In any case, one nice syntactic property of the int (String s).operator ~() ... and int (String s).m(bool b) ... style is that it puts the syntactic receiver in the position in the declaration where it would also go in the invocation: 'Hi'.m(true).

When it comes to tear-offs, we'd presumably capture "both this-es":

class A {
  int x;
  A(this.x);
  int (String s).m(int y) => s.length + x + y;
  int Function(int) tearItOff(String s) => s.m;
}

void main() {
  var a = A(10);
  var f = a.tearItOff('x');
  print(f(100)); // '111'.
}
eernstg commented 11 months ago

One unusual property of class instance extension members is that they can only be used in a location with access to this. The typical example of a location with access to this is the body of an instance member declaration, and the quick test which can always be performed is to put the expression this or the statement this; in some location, and see if it is a compile-time error or not.

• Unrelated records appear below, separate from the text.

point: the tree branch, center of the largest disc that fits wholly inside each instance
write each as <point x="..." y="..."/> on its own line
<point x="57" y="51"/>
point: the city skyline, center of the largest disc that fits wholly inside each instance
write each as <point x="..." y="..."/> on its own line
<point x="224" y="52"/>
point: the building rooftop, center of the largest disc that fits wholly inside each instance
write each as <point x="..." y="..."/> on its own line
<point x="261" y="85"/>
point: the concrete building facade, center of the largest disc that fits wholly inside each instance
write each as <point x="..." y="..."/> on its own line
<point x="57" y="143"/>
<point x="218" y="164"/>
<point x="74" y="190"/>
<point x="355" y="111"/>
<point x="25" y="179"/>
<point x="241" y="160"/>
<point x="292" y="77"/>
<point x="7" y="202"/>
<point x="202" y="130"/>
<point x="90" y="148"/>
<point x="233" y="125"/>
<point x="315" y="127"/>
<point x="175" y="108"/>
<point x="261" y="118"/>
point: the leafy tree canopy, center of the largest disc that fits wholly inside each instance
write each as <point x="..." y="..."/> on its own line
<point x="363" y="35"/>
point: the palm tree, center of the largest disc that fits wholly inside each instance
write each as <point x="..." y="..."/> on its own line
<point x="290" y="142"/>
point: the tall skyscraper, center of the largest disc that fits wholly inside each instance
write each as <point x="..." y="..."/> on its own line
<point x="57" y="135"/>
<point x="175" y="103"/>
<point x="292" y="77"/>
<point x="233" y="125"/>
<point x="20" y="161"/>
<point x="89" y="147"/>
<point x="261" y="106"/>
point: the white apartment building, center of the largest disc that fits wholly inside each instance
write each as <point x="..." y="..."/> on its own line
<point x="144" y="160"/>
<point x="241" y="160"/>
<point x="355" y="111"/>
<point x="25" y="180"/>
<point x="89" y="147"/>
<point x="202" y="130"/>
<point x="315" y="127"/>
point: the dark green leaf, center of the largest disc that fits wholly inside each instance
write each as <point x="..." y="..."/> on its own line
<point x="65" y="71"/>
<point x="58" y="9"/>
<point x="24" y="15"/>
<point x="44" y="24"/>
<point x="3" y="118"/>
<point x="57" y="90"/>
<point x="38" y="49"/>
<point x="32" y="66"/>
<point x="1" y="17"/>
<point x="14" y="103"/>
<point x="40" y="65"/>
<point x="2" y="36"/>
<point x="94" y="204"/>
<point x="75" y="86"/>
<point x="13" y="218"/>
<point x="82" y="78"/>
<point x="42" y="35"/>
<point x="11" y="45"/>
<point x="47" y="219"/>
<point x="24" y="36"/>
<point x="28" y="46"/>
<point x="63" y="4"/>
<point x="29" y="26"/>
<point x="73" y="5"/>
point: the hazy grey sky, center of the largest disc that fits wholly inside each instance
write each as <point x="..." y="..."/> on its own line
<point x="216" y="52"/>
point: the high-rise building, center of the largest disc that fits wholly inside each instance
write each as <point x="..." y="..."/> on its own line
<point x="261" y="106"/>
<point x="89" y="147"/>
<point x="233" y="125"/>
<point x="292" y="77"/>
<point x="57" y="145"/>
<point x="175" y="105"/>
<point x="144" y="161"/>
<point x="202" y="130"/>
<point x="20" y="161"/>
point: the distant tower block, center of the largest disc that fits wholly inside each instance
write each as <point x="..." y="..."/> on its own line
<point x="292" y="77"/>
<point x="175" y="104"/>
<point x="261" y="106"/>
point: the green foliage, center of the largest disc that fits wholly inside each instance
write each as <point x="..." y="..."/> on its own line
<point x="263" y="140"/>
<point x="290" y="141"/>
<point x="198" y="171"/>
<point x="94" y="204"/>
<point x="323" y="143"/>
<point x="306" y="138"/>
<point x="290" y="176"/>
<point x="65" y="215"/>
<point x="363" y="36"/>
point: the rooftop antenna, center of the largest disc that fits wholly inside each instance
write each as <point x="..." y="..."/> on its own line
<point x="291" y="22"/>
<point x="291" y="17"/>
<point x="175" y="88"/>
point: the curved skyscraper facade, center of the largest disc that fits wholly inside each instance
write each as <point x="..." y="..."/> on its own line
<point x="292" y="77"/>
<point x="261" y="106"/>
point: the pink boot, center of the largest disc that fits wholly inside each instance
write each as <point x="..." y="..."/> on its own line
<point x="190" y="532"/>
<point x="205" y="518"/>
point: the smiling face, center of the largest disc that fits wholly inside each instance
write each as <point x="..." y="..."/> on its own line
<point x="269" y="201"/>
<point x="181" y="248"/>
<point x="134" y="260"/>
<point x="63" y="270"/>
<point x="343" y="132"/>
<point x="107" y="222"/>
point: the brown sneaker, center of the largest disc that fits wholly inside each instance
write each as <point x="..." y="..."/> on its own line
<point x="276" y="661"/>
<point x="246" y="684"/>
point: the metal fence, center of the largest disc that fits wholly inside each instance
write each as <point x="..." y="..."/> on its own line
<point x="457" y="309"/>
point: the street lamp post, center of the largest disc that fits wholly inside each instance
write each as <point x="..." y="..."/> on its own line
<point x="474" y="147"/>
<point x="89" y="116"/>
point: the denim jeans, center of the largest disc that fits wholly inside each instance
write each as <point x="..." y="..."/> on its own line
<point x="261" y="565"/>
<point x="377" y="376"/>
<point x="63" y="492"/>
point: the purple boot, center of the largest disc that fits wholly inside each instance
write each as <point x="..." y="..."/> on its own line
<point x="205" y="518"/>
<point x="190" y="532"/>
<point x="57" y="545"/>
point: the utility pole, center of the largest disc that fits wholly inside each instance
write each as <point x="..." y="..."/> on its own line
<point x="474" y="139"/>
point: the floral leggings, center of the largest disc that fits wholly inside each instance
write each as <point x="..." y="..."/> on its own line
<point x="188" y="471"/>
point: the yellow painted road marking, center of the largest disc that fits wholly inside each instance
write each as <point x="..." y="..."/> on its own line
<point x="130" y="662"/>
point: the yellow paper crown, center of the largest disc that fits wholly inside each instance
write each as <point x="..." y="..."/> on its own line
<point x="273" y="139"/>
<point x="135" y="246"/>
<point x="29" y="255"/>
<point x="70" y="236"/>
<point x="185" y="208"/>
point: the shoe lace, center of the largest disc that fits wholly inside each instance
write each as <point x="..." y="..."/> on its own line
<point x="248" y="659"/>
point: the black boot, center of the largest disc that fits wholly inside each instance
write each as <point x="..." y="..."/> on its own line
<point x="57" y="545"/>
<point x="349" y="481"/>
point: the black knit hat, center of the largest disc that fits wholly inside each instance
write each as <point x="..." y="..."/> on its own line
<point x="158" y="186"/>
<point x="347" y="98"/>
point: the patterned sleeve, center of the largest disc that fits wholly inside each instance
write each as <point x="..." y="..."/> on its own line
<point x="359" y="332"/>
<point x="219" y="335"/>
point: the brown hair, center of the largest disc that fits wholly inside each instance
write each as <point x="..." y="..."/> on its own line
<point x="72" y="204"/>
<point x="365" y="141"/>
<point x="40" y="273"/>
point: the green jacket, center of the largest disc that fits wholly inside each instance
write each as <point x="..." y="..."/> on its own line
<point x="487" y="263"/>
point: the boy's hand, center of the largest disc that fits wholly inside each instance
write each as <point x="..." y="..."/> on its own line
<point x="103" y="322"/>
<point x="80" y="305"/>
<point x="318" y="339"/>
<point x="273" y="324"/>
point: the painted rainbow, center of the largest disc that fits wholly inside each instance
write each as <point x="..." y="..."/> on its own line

Here are a couple of examples using locations outside body of the class itself. First, we can use an extension:

class A {
  final String s;
  String get (String self).g => '$self, $s';
}

extension on A {
  void foo() => print('Hello'.g);
}

void main() {
  A('world!').foo(); // 'Hello, world!'.
}

Another example is anonymous methods (if they are adopted). First consider this example where we're building a tree using the current language:

class Tree {
  final String value;
  List<Tree> children = [];
  Tree(this.value);
  void add(Tree child) => children.add(child);
  String toString() =>
      '$value(${[for (var c in children) c.toString()].join(', ')})';
}

Tree build({required bool third}) {
  var n1 = Tree('n1');
  var n11 = Tree('n11');
  n1.add(n11);
  var n12 = Tree('n12');
  n1.add(n12);
  var n121 = Tree('n121');
  n12.add(n121);
  var n122 = Tree('n122');
  n12.add(n122);
  if (third) {
    var n13 = Tree('n13');
    n1.add(n13);
  }
  return n1;
}

void main() {
  print(build(third: true)); // 'n1(n11(), n12(n121(), n122()), n13())'.
}

A basic example of an anonymous method is the following:

void main() {
  'Hillo'.{ print('${substring(0, 2)}, world!'); }; // Prints 'Hi, world!'.
}

The point is that the .{ /*code*/ } construct is executed like a function literal, but in the body there is access to this (explicitly and implicitly), and the value of this is the receiver of the anonymous method invocation (here: the string literal 'Hillo'). In other words, the { /*code*/ } is very similar to the body of an instance method.

Here is how we could build the tree again using anonymous methods (again using ~ where Kotlin uses unary +, because Dart doesn't have unary +):

class Tree {
  final String value;
  final List<Tree> children = [];

  Tree(this.value);

  void (Tree t).operator ~() => children.add(t);
  String toString() =>
      '$value(${[for (var c in children) c.toString()].join(', ')})';
}

Tree build({required bool third}) {
  return Tree('n1').{
    ~Tree('n11');
    ~Tree('n12').{
      ~Tree('n121');
      ~Tree('n122');
    };
    if (third) ~Tree('n13');
  };
}

void main() {
  print(build(third: true)); // 'n1(n11(), n12(n121(), n122()), n13())'.
}

The resulting code is rather declarative, in the sense that the shape of the code is similar to the shape of the tree which is being built.

The code could be even more declarative if we had built the tree using a large expression of nested constructor invocations (Flutter style), whereas the code in this example is actually imperative.

However, there may be reasons why the single expression cannot be used. For instance, we might want to have or not have a particular element in the structure, and the expression language isn't sufficiently expressive to handle that. We can indeed use collection elements ([c1, c2, if (b) c3, for (var c in cs) c.parent, ...cs]) to build a list of children; but we wouldn't be able to include or exclude a single constructor element if it's a separate parameter of a constructor. We might also want to use function invocations (possibly recursive) in order to build a complex structure, and collection elements can't express recursion either.

So we do have a very nice declarative style already, and it might suffice, but an imperative style that looks so declarative will open some extra doors that we might need.